Hey! Thanks so much Simon :D 

I got the funk 8) , You got the funk 8) 
We got the funk 8) , They got the funk 8)


----------



## Alex W (Nov 24, 2004)

Very nice, really enjoyed it.

The bass touches on all the right notes, as does the rhodes.

The drums are mixed very well, 0:22 -> when the bongo comes in sounds great.


----------



## Patrick de Caumette (Nov 25, 2004)

Thanks Alex, glad you enjoyed it!

I added the bongos after Craig pointed out the lack of variations with the rhythm track.
The bongos is the only thing that is not in the Herbie's style but it made the rhythm section more interesting.


----------



## Patrick de Caumette (Nov 27, 2004)

tob said:


> hehe.. very cool! Love phasers.. really like all psychadelic stuff from the 70's. Just had a chance to play around with Zero-G's "Sounds of the 70's"... Those guys have really digged deep. They even put everything on vinyl and then back to digital to make it all authentic. Just have to rex it and get it into RMX now....
> /Tobias



Tob, do you actually mean that you are gonna go through gigs of samples and recycle them!?
That would probably take days, no?


----------



## Ned Bouhalassa (Nov 27, 2004)

I'm doing that REXing myself these days (BT's Breakz)... when I find the time. :shock: :roll:


----------



## Patrick de Caumette (Nov 27, 2004)

How much time does it take you to do one loop properly Ned?

Cause I know it is worth it considering RMX capabilities.
I guess a few loops at a time, every day... :(


----------



## Ned Bouhalassa (Nov 28, 2004)

Patrick de Caumette said:


> How much time does it take you to do one loop properly Ned?

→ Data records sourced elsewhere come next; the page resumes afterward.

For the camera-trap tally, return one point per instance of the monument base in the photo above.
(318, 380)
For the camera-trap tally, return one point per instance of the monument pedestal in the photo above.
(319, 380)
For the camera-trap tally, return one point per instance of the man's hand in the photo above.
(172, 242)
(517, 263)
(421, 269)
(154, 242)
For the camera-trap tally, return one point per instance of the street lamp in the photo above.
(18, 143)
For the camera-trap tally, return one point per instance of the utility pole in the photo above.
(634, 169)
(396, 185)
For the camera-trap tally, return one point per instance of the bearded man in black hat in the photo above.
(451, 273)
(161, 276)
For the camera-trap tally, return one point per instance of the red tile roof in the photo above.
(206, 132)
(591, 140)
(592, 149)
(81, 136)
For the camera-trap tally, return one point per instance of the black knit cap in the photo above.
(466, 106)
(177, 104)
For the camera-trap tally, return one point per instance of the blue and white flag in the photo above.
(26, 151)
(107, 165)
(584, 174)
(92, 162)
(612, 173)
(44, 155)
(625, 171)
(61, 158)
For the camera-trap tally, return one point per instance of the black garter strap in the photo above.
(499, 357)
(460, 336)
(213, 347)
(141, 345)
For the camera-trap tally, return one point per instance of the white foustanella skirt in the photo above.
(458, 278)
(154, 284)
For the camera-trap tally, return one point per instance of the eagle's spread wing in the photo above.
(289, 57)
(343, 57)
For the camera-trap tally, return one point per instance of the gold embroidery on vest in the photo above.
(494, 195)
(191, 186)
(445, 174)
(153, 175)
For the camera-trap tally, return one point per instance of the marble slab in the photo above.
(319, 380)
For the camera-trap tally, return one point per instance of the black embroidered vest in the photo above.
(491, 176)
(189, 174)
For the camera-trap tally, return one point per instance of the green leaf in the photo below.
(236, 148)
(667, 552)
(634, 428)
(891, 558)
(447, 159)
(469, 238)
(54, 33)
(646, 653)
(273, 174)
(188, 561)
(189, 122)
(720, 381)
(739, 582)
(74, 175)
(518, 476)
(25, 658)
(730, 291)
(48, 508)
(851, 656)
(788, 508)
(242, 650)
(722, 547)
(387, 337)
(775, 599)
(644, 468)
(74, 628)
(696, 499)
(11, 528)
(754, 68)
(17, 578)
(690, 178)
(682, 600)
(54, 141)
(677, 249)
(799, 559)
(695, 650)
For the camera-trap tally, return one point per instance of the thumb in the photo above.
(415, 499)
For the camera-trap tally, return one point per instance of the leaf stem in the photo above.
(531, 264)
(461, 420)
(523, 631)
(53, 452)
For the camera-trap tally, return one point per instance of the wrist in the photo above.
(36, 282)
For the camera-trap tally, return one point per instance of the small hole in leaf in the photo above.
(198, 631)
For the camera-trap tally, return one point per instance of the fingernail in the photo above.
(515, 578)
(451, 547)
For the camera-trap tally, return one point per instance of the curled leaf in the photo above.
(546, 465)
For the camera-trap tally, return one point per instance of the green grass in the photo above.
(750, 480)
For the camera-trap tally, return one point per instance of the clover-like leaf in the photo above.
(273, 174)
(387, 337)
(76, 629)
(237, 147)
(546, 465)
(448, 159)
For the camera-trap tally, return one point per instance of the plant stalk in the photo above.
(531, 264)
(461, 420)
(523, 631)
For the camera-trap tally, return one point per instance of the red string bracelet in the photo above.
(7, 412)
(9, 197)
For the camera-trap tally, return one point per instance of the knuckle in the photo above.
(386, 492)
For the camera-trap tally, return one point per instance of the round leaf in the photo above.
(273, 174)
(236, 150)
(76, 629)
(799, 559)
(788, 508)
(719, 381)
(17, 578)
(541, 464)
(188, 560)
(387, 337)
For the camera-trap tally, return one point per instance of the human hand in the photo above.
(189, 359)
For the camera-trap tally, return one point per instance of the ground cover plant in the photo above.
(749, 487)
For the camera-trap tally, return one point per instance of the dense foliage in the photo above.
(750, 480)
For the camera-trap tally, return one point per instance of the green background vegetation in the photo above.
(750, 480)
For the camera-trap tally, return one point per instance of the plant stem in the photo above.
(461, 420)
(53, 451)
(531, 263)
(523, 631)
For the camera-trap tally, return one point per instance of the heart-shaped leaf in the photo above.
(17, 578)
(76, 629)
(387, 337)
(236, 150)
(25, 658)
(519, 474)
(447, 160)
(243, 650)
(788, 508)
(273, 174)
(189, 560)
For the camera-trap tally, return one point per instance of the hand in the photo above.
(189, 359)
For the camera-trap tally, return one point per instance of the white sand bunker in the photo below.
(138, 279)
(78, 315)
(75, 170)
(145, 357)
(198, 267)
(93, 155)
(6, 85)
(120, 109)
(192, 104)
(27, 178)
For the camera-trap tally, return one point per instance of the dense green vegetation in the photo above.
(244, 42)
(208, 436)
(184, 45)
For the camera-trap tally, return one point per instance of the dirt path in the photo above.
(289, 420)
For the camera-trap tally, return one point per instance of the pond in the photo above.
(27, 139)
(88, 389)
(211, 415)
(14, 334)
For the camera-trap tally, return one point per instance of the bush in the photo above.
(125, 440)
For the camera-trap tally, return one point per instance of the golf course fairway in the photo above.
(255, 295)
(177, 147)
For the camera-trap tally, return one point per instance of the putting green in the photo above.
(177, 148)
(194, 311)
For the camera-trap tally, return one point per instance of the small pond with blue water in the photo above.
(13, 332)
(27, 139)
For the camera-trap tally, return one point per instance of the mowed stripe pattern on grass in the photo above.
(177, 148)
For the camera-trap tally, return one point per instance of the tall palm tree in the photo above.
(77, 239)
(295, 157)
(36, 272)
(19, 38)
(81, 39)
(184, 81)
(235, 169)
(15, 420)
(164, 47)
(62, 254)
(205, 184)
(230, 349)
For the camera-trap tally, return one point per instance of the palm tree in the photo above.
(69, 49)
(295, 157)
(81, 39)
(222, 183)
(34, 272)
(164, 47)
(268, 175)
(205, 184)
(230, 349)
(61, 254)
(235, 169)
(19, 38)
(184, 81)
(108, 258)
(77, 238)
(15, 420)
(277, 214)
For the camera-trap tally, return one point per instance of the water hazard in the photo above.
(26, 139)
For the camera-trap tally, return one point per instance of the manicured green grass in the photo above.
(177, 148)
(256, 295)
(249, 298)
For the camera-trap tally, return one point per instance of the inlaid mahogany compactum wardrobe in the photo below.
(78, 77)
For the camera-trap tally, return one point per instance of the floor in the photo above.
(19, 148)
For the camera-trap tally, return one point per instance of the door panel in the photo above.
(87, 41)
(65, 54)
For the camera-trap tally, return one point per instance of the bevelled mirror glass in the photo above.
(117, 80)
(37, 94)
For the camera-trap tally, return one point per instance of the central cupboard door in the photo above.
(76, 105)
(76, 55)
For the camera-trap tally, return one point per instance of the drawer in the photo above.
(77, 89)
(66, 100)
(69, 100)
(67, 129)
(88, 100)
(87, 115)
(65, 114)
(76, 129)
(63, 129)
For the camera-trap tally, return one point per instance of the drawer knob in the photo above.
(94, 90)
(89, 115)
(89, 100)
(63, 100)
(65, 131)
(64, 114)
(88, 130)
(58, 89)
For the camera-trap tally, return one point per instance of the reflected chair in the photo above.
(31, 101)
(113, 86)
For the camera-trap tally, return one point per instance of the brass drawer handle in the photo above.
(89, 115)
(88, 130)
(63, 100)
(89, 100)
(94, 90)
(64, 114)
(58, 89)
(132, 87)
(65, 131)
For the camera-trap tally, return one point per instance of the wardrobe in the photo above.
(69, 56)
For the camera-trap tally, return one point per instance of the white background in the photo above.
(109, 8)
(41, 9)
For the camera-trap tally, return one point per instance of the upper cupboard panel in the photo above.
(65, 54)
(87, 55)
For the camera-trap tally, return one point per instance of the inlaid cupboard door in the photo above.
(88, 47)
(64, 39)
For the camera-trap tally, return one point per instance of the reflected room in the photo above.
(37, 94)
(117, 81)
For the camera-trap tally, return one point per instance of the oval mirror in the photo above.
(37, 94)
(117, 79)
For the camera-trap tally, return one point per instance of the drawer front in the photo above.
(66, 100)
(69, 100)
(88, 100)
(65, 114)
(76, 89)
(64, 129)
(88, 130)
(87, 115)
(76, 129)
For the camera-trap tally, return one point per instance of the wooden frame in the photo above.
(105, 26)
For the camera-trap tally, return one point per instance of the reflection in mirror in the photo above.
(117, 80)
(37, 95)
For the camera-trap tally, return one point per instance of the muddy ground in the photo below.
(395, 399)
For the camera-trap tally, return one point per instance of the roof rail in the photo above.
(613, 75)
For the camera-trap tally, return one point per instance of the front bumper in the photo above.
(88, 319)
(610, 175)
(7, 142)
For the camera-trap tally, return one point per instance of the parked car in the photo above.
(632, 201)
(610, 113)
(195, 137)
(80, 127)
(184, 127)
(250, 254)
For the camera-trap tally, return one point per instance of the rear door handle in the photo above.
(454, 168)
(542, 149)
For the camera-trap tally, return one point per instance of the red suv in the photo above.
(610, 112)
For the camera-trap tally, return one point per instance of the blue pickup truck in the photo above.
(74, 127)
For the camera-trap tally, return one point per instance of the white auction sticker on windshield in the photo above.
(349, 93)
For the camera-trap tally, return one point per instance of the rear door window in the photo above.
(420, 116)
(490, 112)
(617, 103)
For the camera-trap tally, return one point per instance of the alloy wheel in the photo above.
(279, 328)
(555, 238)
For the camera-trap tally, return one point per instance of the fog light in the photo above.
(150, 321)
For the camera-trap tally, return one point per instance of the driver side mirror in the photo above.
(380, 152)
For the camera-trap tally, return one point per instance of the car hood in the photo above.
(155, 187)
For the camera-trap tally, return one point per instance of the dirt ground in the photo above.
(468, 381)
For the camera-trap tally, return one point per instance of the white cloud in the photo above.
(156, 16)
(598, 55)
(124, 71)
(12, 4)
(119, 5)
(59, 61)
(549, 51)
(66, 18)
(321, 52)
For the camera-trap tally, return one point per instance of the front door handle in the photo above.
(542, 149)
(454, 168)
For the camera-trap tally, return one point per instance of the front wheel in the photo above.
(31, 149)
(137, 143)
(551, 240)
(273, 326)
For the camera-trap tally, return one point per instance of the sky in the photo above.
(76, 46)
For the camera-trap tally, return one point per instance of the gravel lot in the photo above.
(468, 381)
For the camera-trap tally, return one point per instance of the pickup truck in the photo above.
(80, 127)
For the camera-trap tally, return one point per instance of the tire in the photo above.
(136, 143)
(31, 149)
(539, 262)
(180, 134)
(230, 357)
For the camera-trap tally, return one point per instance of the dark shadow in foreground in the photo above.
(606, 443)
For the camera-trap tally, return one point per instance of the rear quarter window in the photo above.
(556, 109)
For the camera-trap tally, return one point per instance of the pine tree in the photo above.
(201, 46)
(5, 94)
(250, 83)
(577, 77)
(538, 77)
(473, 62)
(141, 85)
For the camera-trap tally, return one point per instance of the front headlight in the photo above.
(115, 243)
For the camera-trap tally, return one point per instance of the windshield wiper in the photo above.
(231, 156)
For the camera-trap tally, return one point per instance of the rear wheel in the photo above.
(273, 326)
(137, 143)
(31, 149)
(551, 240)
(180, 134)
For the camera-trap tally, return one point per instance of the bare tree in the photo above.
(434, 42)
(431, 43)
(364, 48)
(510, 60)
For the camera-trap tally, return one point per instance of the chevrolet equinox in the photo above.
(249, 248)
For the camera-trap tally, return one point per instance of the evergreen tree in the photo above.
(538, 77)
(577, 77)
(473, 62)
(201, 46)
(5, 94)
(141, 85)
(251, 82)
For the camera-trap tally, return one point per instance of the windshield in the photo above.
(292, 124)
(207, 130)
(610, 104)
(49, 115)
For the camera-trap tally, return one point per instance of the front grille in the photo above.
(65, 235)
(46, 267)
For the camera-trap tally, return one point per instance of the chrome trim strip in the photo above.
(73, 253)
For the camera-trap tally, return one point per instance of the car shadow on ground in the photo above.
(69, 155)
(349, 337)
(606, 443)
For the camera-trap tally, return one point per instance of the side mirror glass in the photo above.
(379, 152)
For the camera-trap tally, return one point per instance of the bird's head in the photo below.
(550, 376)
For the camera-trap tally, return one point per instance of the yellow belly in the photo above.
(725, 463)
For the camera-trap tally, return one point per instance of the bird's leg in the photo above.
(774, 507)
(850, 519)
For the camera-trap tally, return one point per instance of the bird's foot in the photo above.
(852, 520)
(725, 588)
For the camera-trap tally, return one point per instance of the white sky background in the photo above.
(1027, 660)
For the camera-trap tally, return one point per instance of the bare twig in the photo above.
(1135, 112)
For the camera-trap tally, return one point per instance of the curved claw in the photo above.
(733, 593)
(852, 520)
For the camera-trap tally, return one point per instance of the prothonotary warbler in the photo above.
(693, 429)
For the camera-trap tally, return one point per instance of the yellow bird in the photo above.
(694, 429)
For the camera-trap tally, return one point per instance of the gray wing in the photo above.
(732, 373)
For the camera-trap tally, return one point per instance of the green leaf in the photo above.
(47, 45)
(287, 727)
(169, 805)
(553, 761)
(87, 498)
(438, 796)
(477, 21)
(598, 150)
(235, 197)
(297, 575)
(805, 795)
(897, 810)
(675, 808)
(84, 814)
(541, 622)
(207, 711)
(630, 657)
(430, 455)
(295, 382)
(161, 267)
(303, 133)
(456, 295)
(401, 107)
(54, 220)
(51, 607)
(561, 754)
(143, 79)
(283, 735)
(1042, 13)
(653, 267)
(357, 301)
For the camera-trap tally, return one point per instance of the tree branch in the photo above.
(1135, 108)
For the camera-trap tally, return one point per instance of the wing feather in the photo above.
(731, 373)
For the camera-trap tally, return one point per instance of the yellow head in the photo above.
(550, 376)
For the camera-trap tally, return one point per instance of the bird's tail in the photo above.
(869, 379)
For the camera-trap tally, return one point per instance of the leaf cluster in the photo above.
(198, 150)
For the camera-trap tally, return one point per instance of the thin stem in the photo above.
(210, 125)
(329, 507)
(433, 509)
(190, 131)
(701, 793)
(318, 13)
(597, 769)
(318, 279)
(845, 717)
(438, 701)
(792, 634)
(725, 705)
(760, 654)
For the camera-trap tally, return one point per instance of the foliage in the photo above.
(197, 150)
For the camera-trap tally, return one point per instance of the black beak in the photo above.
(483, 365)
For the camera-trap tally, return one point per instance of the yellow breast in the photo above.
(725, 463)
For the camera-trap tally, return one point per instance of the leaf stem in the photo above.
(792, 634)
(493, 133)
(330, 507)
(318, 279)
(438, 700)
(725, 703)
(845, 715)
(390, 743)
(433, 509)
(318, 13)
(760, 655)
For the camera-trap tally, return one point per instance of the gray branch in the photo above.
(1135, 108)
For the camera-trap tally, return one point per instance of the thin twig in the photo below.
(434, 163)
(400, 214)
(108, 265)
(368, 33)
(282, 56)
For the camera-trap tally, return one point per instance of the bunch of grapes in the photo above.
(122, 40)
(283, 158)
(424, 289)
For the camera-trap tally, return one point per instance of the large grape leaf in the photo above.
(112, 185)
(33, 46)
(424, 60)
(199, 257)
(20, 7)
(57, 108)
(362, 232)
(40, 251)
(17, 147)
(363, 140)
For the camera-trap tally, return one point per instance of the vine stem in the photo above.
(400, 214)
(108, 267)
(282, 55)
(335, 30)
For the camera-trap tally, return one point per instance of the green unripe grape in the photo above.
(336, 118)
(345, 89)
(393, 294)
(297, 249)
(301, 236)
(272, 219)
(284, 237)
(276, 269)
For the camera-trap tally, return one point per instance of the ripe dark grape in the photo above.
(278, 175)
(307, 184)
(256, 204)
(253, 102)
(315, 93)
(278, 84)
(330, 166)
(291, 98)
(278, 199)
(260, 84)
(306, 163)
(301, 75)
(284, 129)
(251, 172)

Not that long actually, because BT is such a perfectionist. Some of the loops sound like they were already ReCycled by him. Some others already have a gated-feeling about them, so it's not like you're going to lose anything by ReCycling them! I just do a few a day, and not the whole library. I just choose the loops that I'm pretty sure I'll be using. One of the nice things about ReCycle is that if you're in test/audition mode (or whatever it's called), you can actually hear the results of radically changing the tempo. This allows you to see if your slicing is right or if you need to do smaller slices.


----------



## Patrick de Caumette (Nov 28, 2004)

Ned Bouhalassa said:


> Patrick de Caumette said:
> 
> 
> > How much time does it take you to do one loop properly Ned?
> ...



Cool. 
I've had Recycle for many years now but wasn't using it much anymore.
RMX is certainly changing that!


----------